Prozess gegen das Mädchen
Ein Jahr später wurde Nesrin schwanger. Sohn Sezer, übersetzt „der Feinfühlige“, ist drei, ein quicklebendiger, bildhübscher Junge. Die intuitive Bindung und die Liebe zwischen Mutter und Sohn sind trotz der schwierigen Umstände spürbar. Denn Nesrin leidet an einer posttraumatischen Belastungsstörung, muss als Kassierin in einem Supermarkt arbeiten, kann nicht mehr zu Hause wohnen. Ihre Schwangerschaft mit 15 hat ein schrilles und zerstörerisches Drama um die sogenannte Familienehre ausgelöst. Beide Familien befehden einander vor der Justiz. Im Zentrum steht die Frage: War es Gewalt oder Liebe, aus der heraus das Kind entstand?
Neue Beweise
Fakt ist, dass ein Strafverfahren wegen Verdachts der Vergewaltigung gegen den Kindesvater eingestellt und die minderjährige Mutter wegen Verleumdung und Falschaussage verurteilt wurde. „Die junge Frau hat im Rahmen eines Hauptverfahrens gegen sie die Verantwortung für eine wahrheitswidrige Belastung des Kindesvaters übernommen“, erklärt Marcus Neher, Sprecher der Staatsanwaltschaft. Nesrins Anwalt Jörg Dostal kämpft dennoch um eine Wiederaufnahme der Ermittlungen, hat Vural Ö. auf Schadenersatz geklagt und eine Dienstaufsichtsbeschwerde gegen die Staatsanwaltschaft eingebracht. Es seien Fehler passiert, Zeugen umgefallen, es gebe neue Beweise, die die Staatsanwaltschaft aber nicht prüfe, sagt Dostal. „Und selbst wenn es die große romantische Liebe war“, so Dostal nichtsdestotrotz – „dieses Mädchen wurde mit einem Schlag aus der Kindheit gerissen. Ihr hat niemand geholfen, als sie schwanger wurde. Und um welche Form der Liebe handelt es sich denn zwischen einer 15-Jährigen und einem um sieben Jahre älteren Mann?“
„Mochma bissal Party“
Ist Vural Ö. das, was muslimische Feministinnen den verwöhnten Prinzensohn nennen? Der „Schatz“ seiner Mutter (Facebook) verkörpert gewisse Klischees: bricht die Handelsschule ab, arbeitet als Leiharbeiter, Kellner, Securitymann, fährt BMW, genießt das Leben, postet: „foahrma Salzburger Dult, mochma bissal partyii“, schwärmt von den „sexxy girls, die draußen unterwegs san“. Da ist Nesrin im fünften Monat schwanger und die Beziehung zerbrochen. Sie hat abgrundtiefe Angst vor den Eltern.

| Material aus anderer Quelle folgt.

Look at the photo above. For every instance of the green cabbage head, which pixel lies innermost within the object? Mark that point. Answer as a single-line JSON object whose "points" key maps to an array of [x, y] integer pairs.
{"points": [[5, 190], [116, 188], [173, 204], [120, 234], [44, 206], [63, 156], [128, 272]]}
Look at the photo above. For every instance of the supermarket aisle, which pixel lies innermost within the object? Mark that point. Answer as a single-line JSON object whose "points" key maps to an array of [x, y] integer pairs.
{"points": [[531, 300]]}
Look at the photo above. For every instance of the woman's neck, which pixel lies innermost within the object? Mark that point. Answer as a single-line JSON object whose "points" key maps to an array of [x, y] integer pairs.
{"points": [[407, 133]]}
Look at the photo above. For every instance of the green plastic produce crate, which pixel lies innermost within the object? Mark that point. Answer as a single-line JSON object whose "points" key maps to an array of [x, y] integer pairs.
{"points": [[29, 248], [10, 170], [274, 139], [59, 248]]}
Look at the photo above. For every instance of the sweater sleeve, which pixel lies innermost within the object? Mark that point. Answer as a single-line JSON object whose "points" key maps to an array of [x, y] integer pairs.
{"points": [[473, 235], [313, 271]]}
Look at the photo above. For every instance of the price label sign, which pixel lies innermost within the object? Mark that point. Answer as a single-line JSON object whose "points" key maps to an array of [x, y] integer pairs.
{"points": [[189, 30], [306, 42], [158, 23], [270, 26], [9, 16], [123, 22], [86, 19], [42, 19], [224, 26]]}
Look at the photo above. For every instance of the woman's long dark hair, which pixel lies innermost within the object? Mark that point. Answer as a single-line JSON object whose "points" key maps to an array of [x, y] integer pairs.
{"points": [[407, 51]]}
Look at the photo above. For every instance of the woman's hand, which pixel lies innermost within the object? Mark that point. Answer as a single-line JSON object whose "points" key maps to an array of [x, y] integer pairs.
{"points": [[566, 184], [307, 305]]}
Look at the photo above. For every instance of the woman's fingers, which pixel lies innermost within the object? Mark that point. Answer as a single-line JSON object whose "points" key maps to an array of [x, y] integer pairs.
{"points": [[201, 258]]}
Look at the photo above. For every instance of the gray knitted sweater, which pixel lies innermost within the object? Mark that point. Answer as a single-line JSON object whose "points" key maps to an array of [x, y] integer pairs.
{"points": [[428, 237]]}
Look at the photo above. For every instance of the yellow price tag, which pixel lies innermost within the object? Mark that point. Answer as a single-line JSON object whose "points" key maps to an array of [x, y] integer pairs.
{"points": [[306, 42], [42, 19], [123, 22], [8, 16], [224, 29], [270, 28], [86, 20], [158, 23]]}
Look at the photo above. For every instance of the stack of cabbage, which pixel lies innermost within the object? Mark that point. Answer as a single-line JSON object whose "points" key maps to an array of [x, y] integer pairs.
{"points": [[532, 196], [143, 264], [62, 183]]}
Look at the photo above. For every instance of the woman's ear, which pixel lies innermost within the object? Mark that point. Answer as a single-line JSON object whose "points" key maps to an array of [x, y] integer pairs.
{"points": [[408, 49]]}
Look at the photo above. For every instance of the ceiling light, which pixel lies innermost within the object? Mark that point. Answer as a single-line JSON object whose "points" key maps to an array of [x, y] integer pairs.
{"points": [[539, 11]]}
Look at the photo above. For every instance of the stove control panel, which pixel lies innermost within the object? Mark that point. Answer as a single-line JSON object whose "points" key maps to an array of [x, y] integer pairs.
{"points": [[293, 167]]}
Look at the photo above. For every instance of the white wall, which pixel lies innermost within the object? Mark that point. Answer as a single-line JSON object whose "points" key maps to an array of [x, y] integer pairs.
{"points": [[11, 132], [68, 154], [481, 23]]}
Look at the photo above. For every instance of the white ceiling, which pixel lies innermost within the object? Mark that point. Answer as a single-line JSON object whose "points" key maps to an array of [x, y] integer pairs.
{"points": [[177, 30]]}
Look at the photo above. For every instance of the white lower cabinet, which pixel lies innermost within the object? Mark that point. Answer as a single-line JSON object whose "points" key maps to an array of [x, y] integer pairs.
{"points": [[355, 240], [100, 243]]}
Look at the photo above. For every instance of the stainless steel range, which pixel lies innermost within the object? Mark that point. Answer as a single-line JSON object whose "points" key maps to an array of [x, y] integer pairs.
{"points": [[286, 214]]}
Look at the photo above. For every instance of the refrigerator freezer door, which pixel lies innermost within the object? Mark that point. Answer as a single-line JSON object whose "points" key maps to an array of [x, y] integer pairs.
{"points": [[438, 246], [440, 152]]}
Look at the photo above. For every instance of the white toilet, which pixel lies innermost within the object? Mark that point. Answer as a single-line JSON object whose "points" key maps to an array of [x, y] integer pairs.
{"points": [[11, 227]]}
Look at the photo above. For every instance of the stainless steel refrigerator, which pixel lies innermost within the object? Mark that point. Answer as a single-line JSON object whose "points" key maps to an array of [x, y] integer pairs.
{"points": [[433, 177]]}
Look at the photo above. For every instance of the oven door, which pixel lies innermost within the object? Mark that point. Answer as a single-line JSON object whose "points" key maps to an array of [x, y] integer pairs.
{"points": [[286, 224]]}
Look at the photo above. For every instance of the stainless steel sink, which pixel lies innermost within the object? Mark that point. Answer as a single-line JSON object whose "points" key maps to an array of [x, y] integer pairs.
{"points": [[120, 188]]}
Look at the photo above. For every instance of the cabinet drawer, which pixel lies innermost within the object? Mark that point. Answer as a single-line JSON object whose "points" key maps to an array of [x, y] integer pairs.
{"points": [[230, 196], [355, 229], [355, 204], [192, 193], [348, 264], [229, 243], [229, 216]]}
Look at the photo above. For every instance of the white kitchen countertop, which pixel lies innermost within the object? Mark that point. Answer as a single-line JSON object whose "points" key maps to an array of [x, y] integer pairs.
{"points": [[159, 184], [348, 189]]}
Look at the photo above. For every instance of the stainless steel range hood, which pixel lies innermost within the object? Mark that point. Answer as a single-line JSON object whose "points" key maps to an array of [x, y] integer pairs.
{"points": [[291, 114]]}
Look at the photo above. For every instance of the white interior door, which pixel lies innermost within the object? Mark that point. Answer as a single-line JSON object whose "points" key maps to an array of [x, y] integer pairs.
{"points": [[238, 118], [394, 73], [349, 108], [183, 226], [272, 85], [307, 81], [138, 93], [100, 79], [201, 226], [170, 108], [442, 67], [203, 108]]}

„So sind Brauch und Sitte“
„Die Tatbeteiligten sind beide Muslime. Eine Schwangerschaft vor der Ehe stellt für die Familie M. offenbar ein schweres gesellschaftliches Problem dar“, so die Polizei im Bericht an die Justiz. Nesrins Schulleistungen werden schlagartig schlechter, sie muss in die Hauptschule wechseln. Sie verbirgt die Schwangerschaft, spricht von Bauchweh. Als sie heimlich nach der Schule zur gynäkologischen Ambulanz des Landeskrankenhauses geht, folgen ihr Bruder und Mutter. Die will bei der Untersuchung dabei sein. Das sei „der Brauch und die Sitte in türkischen Familien“, erklärt sie. Nesrin läuft weg. Tage später erscheinen die Eltern mit der Tochter abermals auf der Ambulanz: „Die Familie wollte das Kind wegmachen lassen“, so der Polizeibericht. Und erst ab da sprach das Mädchen von sexueller Gewalt. Denn einer vom Spital alarmierten Polizeistreife gegenüber – man befürchtete Gewalt gegen das Mädchen – vertraute die eingeschüchterte 15-Jährige im Stiegenhaus an: „Ich hatte bis vor kurzem einen Freund. Wir waren bzw. ich bin immer noch verliebt und deshalb schliefen wir miteinander. Dies erfolgte einvernehmlich.“ Kurze Zeit später habe Vural sie verlassen.
„Das Problem ist der Stolz“
Auch der bestreitet jede Gewalt, erklärte der Polizei: „Sie lügt. Dahinter stecken die Angst und der Druck von ihren Eltern. Ich bin für die Eltern von Nesrin kein ordentlicher Moslem.“ Seine Familie sei weltoffen, er sei Österreicher. Der „erste Sex“ mit der Jugendlichen habe im Büro im Keller des Elternhauses stattgefunden, beschreibt Ö. die „Liebesbeziehung“. Die Eltern helfen ihm. Der Sohn werde nach einem Vaterschaftstest das Sorgerecht übernehmen, schrieb der Vater an die Polizei. „Es war keine Vergewaltigung. Beide waren knapp ein Jahr zusammen.“ Zeugen könnten dies bestätigen. „Das Hauptproblem sind der Stolz und die Ehre, die auf den Tisch gelegt werden.“ Aber man lebe in Österreich, hier werde dies „anders gehandelt“. Der Anwalt der Familie, Ludwig Hirsch, verwies auf die Unschuldsvermutung und die Verurteilung der jungen Frau und wollte sich ansonsten zum laufenden Verfahren nicht äußern.